Cody shrugged, thought about it for a moment. “Librarian, I reckon.”
“Uh-huh. How many librarians you figger could end a war? Or start one, for that matter, then finish it, too?”
“There must be some,” Cody said. “Can’t say as I’ve known any librarians since Miss Edith, back in Springfield. And I only saw her once in a blue moon, when I was a kid.”
He thought Freeman would drop it then, but his friend kept pushing. “So, when you meet somebody new, you say, ‘Howdy, I’m Cody Cavanaugh. I’m a librarian, how ‘bout you?”
“I don’t know as I’d put it in those words exactly. What are you getting at, Freeman?”
“I’m just wonderin’ how you think of yourself, is all. Me, I’m a stable hand. I wrangle horses and the occasional mule or burro. I know how to feed ’em, curry ’em, brush ’em down, shovel manure. In a pinch I can shoe one, long as somebody else made the shoes. I know what I am. I just wonder if you do.”
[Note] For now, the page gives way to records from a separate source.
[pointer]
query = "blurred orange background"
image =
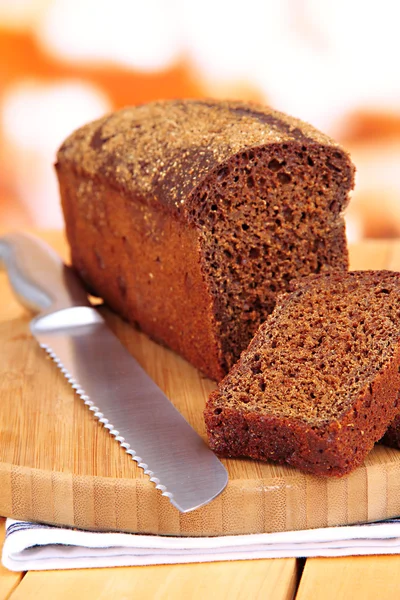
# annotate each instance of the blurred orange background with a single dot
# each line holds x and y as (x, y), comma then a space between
(65, 62)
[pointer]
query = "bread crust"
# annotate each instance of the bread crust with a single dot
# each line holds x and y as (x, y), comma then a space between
(132, 190)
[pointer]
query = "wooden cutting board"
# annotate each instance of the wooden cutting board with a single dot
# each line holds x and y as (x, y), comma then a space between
(58, 465)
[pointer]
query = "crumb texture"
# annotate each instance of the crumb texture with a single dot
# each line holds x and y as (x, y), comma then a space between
(318, 385)
(189, 217)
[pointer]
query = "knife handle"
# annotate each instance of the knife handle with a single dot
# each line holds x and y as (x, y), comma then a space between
(38, 276)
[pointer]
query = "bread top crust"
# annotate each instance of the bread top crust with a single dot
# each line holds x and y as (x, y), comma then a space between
(162, 150)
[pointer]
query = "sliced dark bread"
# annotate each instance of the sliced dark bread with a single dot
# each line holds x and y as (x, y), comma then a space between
(319, 383)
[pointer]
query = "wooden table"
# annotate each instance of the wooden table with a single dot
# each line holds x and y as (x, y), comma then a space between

“But you do more than that,” Cody countered. “Those wars you mentioned, you had as much to do with as I did. And when I’m not fighting somebody or trying to help someone out, I’m organizing books, then reorganizing them because somebody else messed them up. Or checking in new ones, checking out old ones, taking money. Librarian stuff. Hell, we’re riding to Maney on library business, and you’re coming with me. Unless you came along just to shovel manure—and that animal you’re riding has dropped plenty, but I haven’t seen you get down and pick it up—then you’re not just a stable hand.”
Freeman nodded. “You could be right. I’m just sayin’, I know what I am. I don’t think you’ve figgered out yourself yet. I reckon if you stayed in that library for six months without someone comin’ along needed to be helped out of a tight fix, you’d go crazy.” He chuckled. “Crazier, I mean.”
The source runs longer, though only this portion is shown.